6. Alessandra's entire world is contained by her belief in God. Yet in the time she is writing there seems to be almost two different kinds of God, depending on whether you are a follower of the renaissance or of Savonarola. How does Alessandra see the difference between the two and how fairly do you think she judges them?
7. How far is Savonarola the villain of the novel?
8. How far is this a novel about a city as much as a character?
9. The novels contains many different kinds of love: intellectual, spiritual, sexual, maternal. Which moves you most and why?
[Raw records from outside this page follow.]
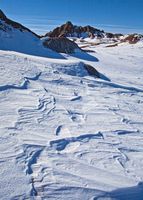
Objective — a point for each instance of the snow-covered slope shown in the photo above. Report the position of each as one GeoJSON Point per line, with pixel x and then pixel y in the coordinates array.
{"type": "Point", "coordinates": [15, 37]}
{"type": "Point", "coordinates": [66, 135]}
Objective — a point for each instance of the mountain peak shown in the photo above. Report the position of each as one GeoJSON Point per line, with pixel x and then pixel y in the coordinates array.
{"type": "Point", "coordinates": [2, 15]}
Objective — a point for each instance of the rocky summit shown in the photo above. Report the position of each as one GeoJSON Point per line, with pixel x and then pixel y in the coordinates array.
{"type": "Point", "coordinates": [70, 30]}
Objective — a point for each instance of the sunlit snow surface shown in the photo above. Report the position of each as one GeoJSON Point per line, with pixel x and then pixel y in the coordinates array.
{"type": "Point", "coordinates": [65, 135]}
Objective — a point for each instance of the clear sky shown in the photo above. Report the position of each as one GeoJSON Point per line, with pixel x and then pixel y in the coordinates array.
{"type": "Point", "coordinates": [124, 16]}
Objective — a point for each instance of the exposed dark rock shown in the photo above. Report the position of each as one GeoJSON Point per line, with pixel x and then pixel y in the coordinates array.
{"type": "Point", "coordinates": [92, 71]}
{"type": "Point", "coordinates": [61, 45]}
{"type": "Point", "coordinates": [70, 30]}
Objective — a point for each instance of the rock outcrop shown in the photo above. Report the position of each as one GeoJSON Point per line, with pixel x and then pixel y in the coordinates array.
{"type": "Point", "coordinates": [70, 30]}
{"type": "Point", "coordinates": [61, 45]}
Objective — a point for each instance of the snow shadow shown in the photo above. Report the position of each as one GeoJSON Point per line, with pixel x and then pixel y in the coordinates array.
{"type": "Point", "coordinates": [129, 193]}
{"type": "Point", "coordinates": [84, 56]}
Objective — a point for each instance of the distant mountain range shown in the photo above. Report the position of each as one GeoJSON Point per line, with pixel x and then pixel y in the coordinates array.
{"type": "Point", "coordinates": [16, 37]}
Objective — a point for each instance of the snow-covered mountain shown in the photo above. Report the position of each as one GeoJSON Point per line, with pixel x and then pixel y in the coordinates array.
{"type": "Point", "coordinates": [93, 34]}
{"type": "Point", "coordinates": [70, 128]}
{"type": "Point", "coordinates": [16, 37]}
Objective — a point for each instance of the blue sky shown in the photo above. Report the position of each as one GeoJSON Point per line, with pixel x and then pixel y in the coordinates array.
{"type": "Point", "coordinates": [124, 16]}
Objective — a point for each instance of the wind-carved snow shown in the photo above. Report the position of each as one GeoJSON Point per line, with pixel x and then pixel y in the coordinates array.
{"type": "Point", "coordinates": [66, 135]}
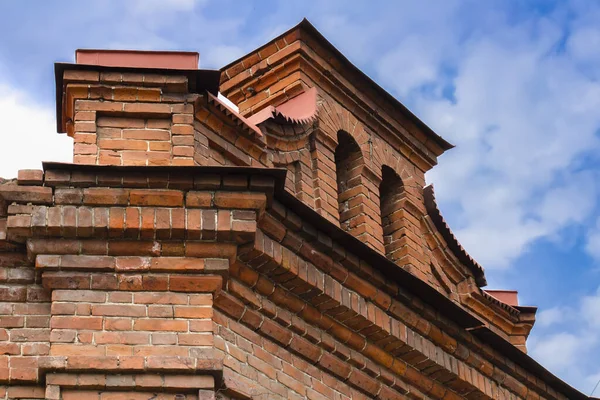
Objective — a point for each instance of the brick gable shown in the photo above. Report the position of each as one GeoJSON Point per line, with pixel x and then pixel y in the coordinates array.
{"type": "Point", "coordinates": [194, 251]}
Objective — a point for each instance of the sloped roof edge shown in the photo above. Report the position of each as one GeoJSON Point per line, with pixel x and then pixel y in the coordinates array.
{"type": "Point", "coordinates": [306, 26]}
{"type": "Point", "coordinates": [408, 281]}
{"type": "Point", "coordinates": [453, 244]}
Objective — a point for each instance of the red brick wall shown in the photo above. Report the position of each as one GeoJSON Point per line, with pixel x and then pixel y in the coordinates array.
{"type": "Point", "coordinates": [193, 282]}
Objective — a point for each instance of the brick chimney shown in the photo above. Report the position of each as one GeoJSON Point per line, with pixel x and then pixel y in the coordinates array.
{"type": "Point", "coordinates": [131, 107]}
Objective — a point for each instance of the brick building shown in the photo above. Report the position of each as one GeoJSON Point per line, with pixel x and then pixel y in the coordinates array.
{"type": "Point", "coordinates": [282, 248]}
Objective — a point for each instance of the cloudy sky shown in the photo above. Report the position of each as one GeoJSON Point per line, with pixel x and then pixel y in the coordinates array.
{"type": "Point", "coordinates": [515, 84]}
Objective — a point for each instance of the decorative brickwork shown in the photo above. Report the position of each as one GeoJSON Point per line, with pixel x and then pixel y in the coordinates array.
{"type": "Point", "coordinates": [288, 258]}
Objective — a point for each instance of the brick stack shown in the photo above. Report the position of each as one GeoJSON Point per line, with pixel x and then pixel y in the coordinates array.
{"type": "Point", "coordinates": [197, 252]}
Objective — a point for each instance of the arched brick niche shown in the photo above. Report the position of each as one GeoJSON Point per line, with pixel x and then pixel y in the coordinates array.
{"type": "Point", "coordinates": [349, 164]}
{"type": "Point", "coordinates": [391, 195]}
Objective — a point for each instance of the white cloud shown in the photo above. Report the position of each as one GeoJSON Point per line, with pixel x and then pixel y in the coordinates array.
{"type": "Point", "coordinates": [28, 132]}
{"type": "Point", "coordinates": [521, 114]}
{"type": "Point", "coordinates": [559, 350]}
{"type": "Point", "coordinates": [592, 245]}
{"type": "Point", "coordinates": [569, 351]}
{"type": "Point", "coordinates": [146, 7]}
{"type": "Point", "coordinates": [590, 309]}
{"type": "Point", "coordinates": [552, 316]}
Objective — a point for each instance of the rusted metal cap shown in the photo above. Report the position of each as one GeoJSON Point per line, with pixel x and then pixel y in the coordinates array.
{"type": "Point", "coordinates": [509, 297]}
{"type": "Point", "coordinates": [138, 58]}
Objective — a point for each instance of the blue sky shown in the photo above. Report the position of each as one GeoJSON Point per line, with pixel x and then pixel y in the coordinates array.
{"type": "Point", "coordinates": [513, 83]}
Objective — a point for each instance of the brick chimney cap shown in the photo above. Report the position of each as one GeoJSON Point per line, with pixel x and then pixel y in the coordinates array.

10. Alessandro and her brother Tomaso are at odds with each other form the beginning of the novel. But how far should we trust Alessandra's judgement of him, given that they are in competition for the same man?
11. How much sympathy do you have for Cristoforo as a character and what kind of portrait of homosexual life in Florence do you get from his thoughts and actions?
12. Alessandra's marriage, though painful in some ways, is in other ways quite fulfilling, given the confines of the time. At a time when women were seen as so fundamentally inferior, do you think it would have been possible for them to have an equal relationship sexually and intellectually with men?
13. In 15th century there was also no word for depression, only melancholy, and no treatment. How different would suffering depression have been in time when all meaning was seen to stem from God? And why does the painter fall into this trap?